Supply Chain Strategy Directives

Do This

  • Track ITR by SKU category, not just in aggregate. An overall ITR of 6x may mask that 20% of your SKUs turn at 15x while 30% of your inventory sits at 1.5x and consumes 40% of your warehouse space. SKU-level analysis reveals where to slash reorder quantities and free the most cash per square foot.
  • Use DSI reduction to quantify the cash-flow impact of purchasing decisions. Before committing to a large purchase order, calculate how increasing average inventory will change your DSI and how much cash that ties up. This converts abstract inventory arguments into concrete working capital impact numbers your CFO can directly compare to the cost of capital.

Avoid This

  • Don't compare your ITR to an industry benchmark without verifying the numerator. Many published industry ITR averages use revenue instead of COGS. A company with 30% gross margin using revenue will show an ITR 43% higher than the same company using COGS — rendering the benchmark comparison completely meaningless without adjusting for this difference.
  • Don't maximize ITR at the expense of stockout rate. Reducing inventory so aggressively that any demand spike causes stockouts is far more expensive than carrying modest buffer stock. The cost of a lost sale, a cancelled order, and a customer trained to use a competitor is typically 3-5x the carrying cost of the buffer inventory you 'saved.'

Frequently Asked Questions

Why does a retailer show a higher ITR than a manufacturer with the same COGS?

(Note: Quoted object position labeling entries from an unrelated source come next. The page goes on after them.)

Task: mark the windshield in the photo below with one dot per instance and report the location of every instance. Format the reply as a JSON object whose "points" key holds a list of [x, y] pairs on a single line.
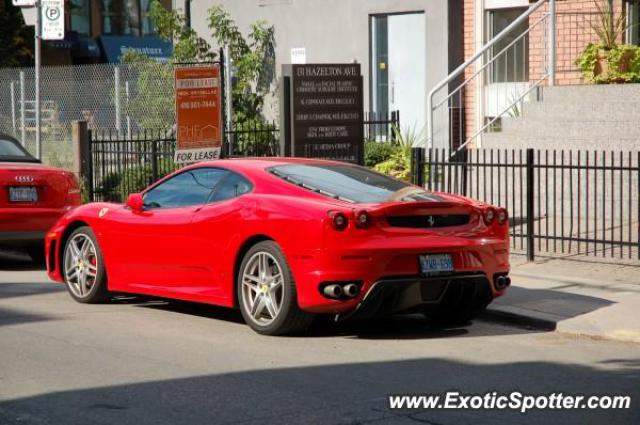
{"points": [[10, 150], [351, 183]]}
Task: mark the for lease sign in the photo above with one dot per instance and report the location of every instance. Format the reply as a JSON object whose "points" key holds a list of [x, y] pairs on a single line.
{"points": [[198, 113]]}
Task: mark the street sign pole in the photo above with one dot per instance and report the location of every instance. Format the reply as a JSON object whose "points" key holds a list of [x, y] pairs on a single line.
{"points": [[38, 32]]}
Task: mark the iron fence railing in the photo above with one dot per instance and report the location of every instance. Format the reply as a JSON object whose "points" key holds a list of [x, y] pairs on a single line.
{"points": [[561, 202]]}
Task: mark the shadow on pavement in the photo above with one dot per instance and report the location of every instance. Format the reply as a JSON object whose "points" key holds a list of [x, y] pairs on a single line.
{"points": [[394, 327], [349, 393], [17, 261], [9, 316], [563, 305]]}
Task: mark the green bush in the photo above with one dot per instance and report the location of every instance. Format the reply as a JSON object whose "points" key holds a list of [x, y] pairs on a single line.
{"points": [[622, 63], [398, 165], [378, 152]]}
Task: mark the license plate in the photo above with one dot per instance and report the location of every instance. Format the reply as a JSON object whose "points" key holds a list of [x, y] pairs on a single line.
{"points": [[23, 194], [436, 263]]}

Retailers typically carry finished goods inventory only, while manufacturers hold raw materials, work-in-process (WIP), and finished goods simultaneously. Each stage of the manufacturing process adds time and value without incrementing the 'sold' portion of the ITR numerator. A manufacturer with 120 days of WIP and 30 days of finished goods will have a much lower aggregate ITR than a pure retailer holding only the same 30 days of finished goods, even if their ultimate sales velocity is identical.

How does economic order quantity (EOQ) relate to Inventory Turnover?

EOQ minimizes the total cost of ordering (setup/shipping cost per order × number of orders) plus holding costs (carrying rate × average inventory). The EOQ formula naturally produces an optimal order size that, combined with demand rate, implies a specific reorder frequency — which directly drives average inventory balance and therefore ITR. Companies that optimize EOQ by product category often find their ITR improves significantly without any forced reduction in service levels, because ordered quantities are mathematically justified by the true cost structure.

Can a business have an ITR that is too high?

Yes. An unusually high ITR relative to your industry can signal that the business is systematically under-stocking, leading to frequent stockouts and lost sales. It can also indicate that suppliers have extremely short lead times (which is a genuine competitive advantage, not a problem). The diagnostic test: check your stockout frequency alongside the ITR. If both ITR is very high and stockout rate is elevated, the business is over-optimizing inventory at the expense of service level and revenue potential.

How do inventory write-downs affect the Inventory Turnover Ratio?

Write-downs (reducing inventory to lower of cost or net realizable value) reduce the ending inventory balance without affecting COGS directly — which mathematically increases the calculated ITR. This can create a misleading picture: after a major write-down, a company's ITR appears to improve even though what actually happened is that obsolete or damaged inventory was acknowledged and removed from the balance sheet. Always review notes to financial statements for write-down disclosures before drawing operational conclusions from an unusually high ITR.